THE giving of advice can be a perilous undertaking. All the more so where there is the possibility that it will fall into the hands of the wrong persons. Ever since the landmark decision in Hedley Byrne in 1964 the English, Australian and New Zealand courts have assiduously endeavoured to contain within reasonable bounds this action for negligent misstatement. If Hedley Byrne evokes the genie of the ring then, in Australia, section 52 of the Trade Practices Act 1974 (Cth) surely conjures up the more powerful genie of the lamp. Recently, in Caparo Industries plc v. Dickman,1 the House of Lords has held that an auditor of a public company (in the absence of special circumstances, for example where the report is commissioned on behalf of the plaintiff for a particular purpose) does not owe a duty of care with respect to financial losses suffered by either an outside investor or an existing shareholder who purchases shares in the company at an overvalue, in reliance on the report.
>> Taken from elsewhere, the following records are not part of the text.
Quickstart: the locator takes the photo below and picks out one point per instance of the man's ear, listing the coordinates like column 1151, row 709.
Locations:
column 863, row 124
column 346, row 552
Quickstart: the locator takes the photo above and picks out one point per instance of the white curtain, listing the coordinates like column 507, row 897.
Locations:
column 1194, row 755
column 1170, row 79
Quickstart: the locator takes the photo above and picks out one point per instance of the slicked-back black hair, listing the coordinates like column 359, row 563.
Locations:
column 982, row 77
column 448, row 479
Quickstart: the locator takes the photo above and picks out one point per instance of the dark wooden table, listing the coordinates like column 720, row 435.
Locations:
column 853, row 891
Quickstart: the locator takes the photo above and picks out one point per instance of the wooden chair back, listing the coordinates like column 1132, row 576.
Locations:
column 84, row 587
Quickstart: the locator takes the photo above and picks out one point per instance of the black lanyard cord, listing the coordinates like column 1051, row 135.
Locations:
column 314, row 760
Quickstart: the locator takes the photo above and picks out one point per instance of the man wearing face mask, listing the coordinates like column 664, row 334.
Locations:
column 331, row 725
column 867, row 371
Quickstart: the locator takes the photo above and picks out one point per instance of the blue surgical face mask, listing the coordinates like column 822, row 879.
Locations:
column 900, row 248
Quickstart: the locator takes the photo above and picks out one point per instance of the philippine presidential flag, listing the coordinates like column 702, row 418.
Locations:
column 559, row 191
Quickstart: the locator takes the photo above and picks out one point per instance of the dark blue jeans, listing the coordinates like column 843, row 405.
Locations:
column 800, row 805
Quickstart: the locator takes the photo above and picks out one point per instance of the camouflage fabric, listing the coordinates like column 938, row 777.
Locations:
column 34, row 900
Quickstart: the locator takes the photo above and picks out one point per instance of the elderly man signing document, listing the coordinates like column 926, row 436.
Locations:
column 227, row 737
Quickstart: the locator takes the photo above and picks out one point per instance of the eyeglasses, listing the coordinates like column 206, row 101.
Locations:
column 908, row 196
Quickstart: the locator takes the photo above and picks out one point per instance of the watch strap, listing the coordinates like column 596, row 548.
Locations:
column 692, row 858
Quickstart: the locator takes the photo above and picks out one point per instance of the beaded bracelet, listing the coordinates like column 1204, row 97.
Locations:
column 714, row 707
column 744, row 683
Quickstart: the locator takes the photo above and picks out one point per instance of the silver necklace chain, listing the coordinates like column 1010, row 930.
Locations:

The purpose of this article is to explore the ramifications of this decision and to attempt a prediction of the response to be expected from Australian courts if and when the same issue arises. In addition, it will be argued that the received view that section 52 will make for an easier road for an Australian plaintiff in this situation cannot be held with absolute certainty. General principles will be addressed to some extent, but the article will focus on the facts illustrated by Caparo and close variants. In this sense the title might appear to be a little grandiose.